I still remember the summer of 2008. I was interning at the Plug-In Hybrid and Electric Vehicle Research Center, an office within the University of California, Davis's Institute of Transportation Studies. (We often make fun of long car name acronyms, but nothing is quite as bad as saying you're with the UCD ITS PHEV research center.) The second-gen Prius was still new on showroom floors, and the prospect of a plug-in model was far on the distant horizon. If you wanted a PHEV Prius, you were towing a trailer of extra batteries behind you. I met those guys. I remember all of those early adopters at various conferences and meetings those sunny months home in California, just as I remember boring various Tesla engineers at a company picnic about what I thought the still-unseen Model S should look like. I remember asking my boss if he thought the first-gen Chevrolet Volt would be a good car. He laughed, "If they can ever build the thing."

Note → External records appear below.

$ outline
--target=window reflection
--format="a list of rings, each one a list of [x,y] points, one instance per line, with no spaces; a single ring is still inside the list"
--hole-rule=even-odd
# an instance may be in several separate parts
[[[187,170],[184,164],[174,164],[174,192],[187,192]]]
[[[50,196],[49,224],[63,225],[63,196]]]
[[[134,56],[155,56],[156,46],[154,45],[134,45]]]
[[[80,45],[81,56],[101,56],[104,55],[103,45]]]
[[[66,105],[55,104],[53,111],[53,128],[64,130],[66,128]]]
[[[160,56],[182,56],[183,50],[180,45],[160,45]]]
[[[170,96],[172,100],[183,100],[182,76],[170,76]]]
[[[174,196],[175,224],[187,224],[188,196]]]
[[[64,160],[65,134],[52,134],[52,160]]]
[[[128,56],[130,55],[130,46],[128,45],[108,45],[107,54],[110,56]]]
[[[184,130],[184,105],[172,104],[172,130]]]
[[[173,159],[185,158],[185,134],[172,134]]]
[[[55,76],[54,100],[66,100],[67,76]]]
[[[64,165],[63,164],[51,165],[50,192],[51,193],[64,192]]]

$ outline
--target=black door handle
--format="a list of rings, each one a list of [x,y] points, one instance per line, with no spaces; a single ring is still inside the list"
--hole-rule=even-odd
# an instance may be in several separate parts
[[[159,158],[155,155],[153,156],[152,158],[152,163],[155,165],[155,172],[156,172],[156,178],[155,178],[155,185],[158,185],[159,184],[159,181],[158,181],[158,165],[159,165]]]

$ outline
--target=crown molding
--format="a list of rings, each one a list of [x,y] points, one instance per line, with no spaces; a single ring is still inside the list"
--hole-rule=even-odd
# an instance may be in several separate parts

The Volt turned out to be something of a confused car. GM struggled to explain how it was different from other hybrids, or what was so clever about its engineering. Only owners, like our own editor-at-large Matt Farah, discovered that in day-to-day driving, the gas engine rarely kicked in at all. As long as you keep the thing charged, you have a car that runs on electricity.
I can't tell you how far away a car like the Mazda CX-90 PHEV seemed back in those days. Before even the Volt had come out. It's a completely ordinary car, one that is big and roomy and makes no extraordinary compromises toward efficiency, and yet with even a tiny plug-in-hybrid system, it has the ability to drive as economically as the most lightweight, aerodynamic supercommuter. Remember that this was an age of people spending thousands upon thousands on used Geo Metros. I remember kids driving to high school in GEM EVs, those extra-large roadgoing golf carts. Imagining a leather-lined crossover silently cruising into the parking lot at the same time was not quite science fiction but not far off.
Time will come to make the CX-90 PHEV obsolete too. Maybe solid-state battery tech will make all crossovers like it easily all-electric. Or maybe we'll make all SUVs illegal and we'll commute on trains and streetcars like we used to. But for now, in this moment, I am stunned at how much a car like this can accomplish.